After examining this argument in light of the goals of the no-fault act, we reject it and conclude the act does not preclude an insurer's subrogation claim for benefits paid after being struck by a motorcycle. First, by excluding motorcycles from the no-fault act's scope, the legislature retained the fault based character of liability for damages caused by motorcycle use. Since recovery of damages caused by a motorcycle is fault based, one reason for eliminating subrogation rights does not exist. Second, if subrogation is not allowed the victims of motorcycle accidents who collect PIP benefits from their insurer may gain double recovery if they later successfully prosecute claims against a tortfeasor. Overcompensation violates a purpose of the no-fault act. See Flanery v. Total Tree, Inc., 332 N.W.2d 642, 644 (Minn. 1983).
Finally, denying AID's subrogation claim in this case would yield a perverse result. If Marlys Pavel had been negligently struck by a motorcycle while using a motor vehicle, she would have received basic economic loss benefits under the no-fault act. AID would then have an undisputed right to subrogate to the extent permitted under Minn.Stat. § 65B.53, subd. 3 (1982). To interpret the act to preclude subrogation for non-no-fault benefits, when subrogation is permitted for basic economic loss benefits under the act, serves none of the act's goals.
Minn.Stat. § 65B.53, subd. 3 provides:
A reparation obligor paying or obligated to pay basic economic loss benefits is subrogated to a claim based on * * * negligence other than negligence in the maintenance, use, or operation of a motor vehicle. This right of subrogation exists only to the extent that basic economic loss benefits are paid or payable and only to the extent that recovery of the claim absent subrogation would produce a duplication of benefits or reimbursement of the same loss.

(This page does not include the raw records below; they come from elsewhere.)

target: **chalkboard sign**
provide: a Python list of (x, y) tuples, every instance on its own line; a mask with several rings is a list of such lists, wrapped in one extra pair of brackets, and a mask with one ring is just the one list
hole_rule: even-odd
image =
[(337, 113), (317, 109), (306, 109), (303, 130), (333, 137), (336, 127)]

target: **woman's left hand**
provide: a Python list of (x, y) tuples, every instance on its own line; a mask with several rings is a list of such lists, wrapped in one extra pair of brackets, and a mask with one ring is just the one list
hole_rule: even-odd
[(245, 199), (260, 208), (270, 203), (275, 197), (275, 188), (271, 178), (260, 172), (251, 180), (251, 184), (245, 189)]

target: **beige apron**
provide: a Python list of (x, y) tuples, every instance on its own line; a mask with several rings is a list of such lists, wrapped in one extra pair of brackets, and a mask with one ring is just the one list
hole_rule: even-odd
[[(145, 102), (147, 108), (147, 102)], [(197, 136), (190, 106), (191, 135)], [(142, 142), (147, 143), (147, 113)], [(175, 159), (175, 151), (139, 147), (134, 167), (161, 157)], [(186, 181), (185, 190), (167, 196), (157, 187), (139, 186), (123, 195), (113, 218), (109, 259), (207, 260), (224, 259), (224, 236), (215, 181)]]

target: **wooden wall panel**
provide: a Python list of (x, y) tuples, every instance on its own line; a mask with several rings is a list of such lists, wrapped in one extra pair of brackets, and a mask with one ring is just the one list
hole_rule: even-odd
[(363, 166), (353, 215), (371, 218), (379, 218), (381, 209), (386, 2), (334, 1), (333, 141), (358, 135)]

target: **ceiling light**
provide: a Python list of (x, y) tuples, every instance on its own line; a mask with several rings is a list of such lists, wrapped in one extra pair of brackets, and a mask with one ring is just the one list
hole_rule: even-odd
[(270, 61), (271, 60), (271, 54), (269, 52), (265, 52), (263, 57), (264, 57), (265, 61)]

For example, in Westfield Insurance Co. v. Farm Bureau Mutual Insurance Co., 515 F. Supp. 38, 39-40 (D.Minn. 1981) an insured's automobile struck a cow negligently allowed to stray on to a road. Because the insured's loss arose out of the use of a motor vehicle but was not based on negligent use of a motor vehicle, Minn.Stat. § 65B.53 subd. 3 applied to allow subrogation to the extent of a double recovery. Because plaintiff could not achieve double recovery, however, subrogation was not allowed.
Plaintiffs also argue that AID may subrogate only to the extent they achieve duplicative recovery for their losses. While the no-fault act generally limits subrogation to the amount by which an insured is overcompensated, our holding that the act does not apply means that its limitations also do not apply. Therefore the common law rules on subrogation apply and subrogation will be allowed to the extent permitted in the insurance contract. Westendorf by Westendorf v. Stasson, 330 N.W.2d 699, 703 (Minn. 1983). Unless the contract explicitly provides otherwise, subrogation will not be allowed by an insurer where "the Insured's total recovery is less than the insured's actual loss." Id. at 703.

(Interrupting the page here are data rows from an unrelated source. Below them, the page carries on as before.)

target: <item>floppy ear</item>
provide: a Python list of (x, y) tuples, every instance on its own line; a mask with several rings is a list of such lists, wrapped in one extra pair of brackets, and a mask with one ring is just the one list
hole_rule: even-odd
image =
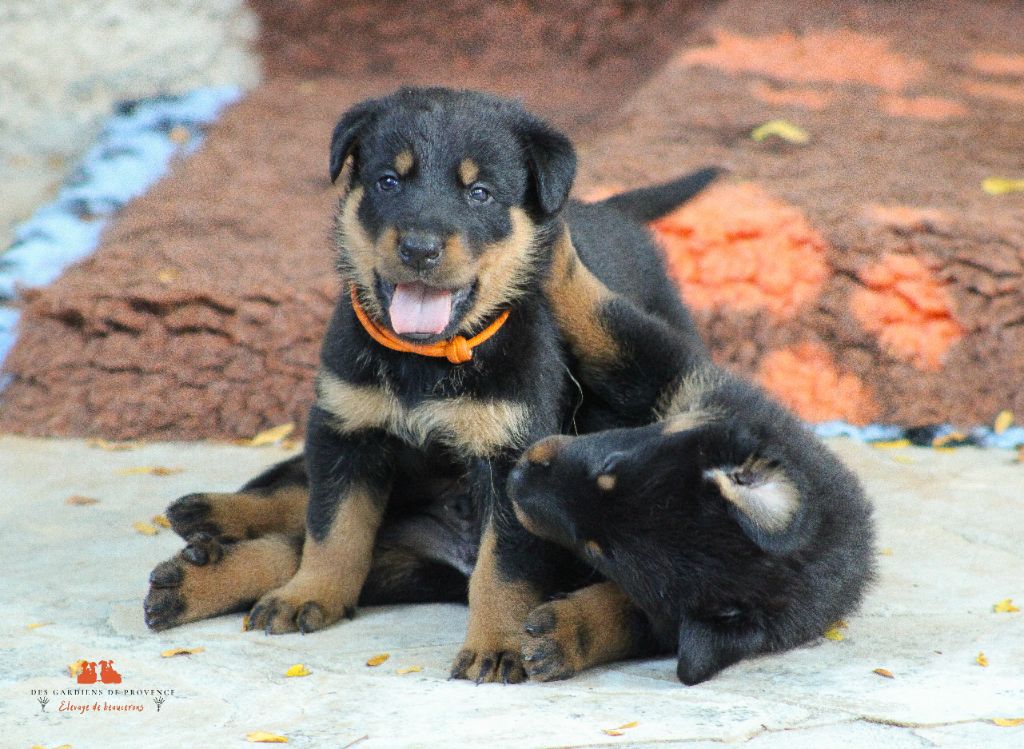
[(799, 541), (800, 490), (778, 465), (748, 458), (704, 471), (751, 541), (767, 552), (793, 551)]
[(334, 183), (341, 174), (342, 167), (358, 145), (359, 135), (363, 132), (371, 116), (376, 112), (379, 103), (376, 100), (356, 104), (338, 120), (331, 135), (331, 182)]
[(707, 681), (764, 648), (765, 632), (760, 625), (716, 627), (686, 614), (679, 619), (676, 676), (688, 687)]
[(557, 213), (576, 176), (576, 150), (565, 135), (534, 117), (524, 118), (520, 137), (537, 202), (545, 214)]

Since the parties have not asked us to interpret the subrogation provisions in the insurance policy, and the trial court did not reach that question, we will not decide that issue.
DECISION
Appellant AID Insurance Company is not prevented by the Minnesota No-Fault Act from claiming subrogation under the terms of the insurance policy against respondent Pavels for the PIP benefits it has paid. We reverse the trial court's order granting summary judgment and remand.